When the ombud’s office asked the credit provider for supporting documents to substantiate the debt, it also raised the matter of prescription (see “Definitions”, below). In response, the credit provider conceded that the debt had prescribed and absolved the consumer of the debt – meaning he was no longer liable to pay the demanded amount of R57 611.
Contrary to the expectations of many consumers, the Removal of Adverse Consumer Credit Information Project (commonly known as the credit information amnesty) did not expunge debt. It expunged adverse information and judgment information relating to debt that had been repaid. This information stays on your credit report for a set time (retention periods) and helps a credit provider evaluate you, as a consumer of credit, and the risk that you pose to the credit provider.
* Prescription: A debt prescribes – or lapses – if a creditor does not start civil proceedings in a court to recover the debt within three years of the last payment. When the National Credit Amendment Act is promulgated (whichis expected to be any day now), it will be unlawful for a credit provider to attempt to collect a debt that has prescribed – even if you, the debtor, acknowledge the debt or make payment towards a debt that has prescribed.
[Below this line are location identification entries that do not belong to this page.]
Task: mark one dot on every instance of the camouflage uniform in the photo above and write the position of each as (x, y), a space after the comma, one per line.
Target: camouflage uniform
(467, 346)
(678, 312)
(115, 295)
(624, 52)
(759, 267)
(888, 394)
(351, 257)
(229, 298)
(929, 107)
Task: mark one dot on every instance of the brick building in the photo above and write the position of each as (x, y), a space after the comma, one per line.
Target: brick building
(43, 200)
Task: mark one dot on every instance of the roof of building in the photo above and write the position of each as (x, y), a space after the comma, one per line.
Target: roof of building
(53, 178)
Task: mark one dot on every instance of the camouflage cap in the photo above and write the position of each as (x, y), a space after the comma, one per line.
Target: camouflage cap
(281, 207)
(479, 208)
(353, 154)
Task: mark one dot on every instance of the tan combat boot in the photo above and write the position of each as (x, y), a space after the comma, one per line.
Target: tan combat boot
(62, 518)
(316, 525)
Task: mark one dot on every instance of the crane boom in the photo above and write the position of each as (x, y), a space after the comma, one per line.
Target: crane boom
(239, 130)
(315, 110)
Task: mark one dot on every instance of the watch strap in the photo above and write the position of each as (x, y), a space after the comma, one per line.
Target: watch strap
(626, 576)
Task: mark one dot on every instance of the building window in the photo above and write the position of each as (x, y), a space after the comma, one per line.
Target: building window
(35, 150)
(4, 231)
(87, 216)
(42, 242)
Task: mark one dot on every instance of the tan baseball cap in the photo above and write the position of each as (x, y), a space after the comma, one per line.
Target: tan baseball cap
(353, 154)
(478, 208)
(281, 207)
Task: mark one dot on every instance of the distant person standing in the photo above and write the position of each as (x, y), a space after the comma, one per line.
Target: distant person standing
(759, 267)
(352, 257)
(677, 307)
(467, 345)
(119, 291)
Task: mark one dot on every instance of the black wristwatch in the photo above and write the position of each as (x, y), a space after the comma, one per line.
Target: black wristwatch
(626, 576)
Before the Act was changed, prescription was interrupted if a debtor acknowledged the old debt or made payment towards it. The changes to the Act also make it unlawful for a credit provider to sell debt that has prescribed. The amended Act closes loopholes in the law and introduces enhanced protection for consumers, such as the provision dealing with prescribed debt.
* In duplum rule: In common law, the in duplum rule limits the interest that a creditor may charge on an account that is in arrears. Interest may not exceed the outstanding amount at the time of default. In other words, if you owe your creditor R5 000 at the time of default, interest must stop running when it reaches R5 000. However, the credit provider is still at liberty to charge you other costs and fees until you have paid off the entire debt. The National Credit Act provides for an extension of the in duplum rule so that it applies to costs and fees in addition to interest. This means that, when added together, interest and all other costs may not exceed the unpaid balance of the principal debt under a credit agreement at the time the default occurs.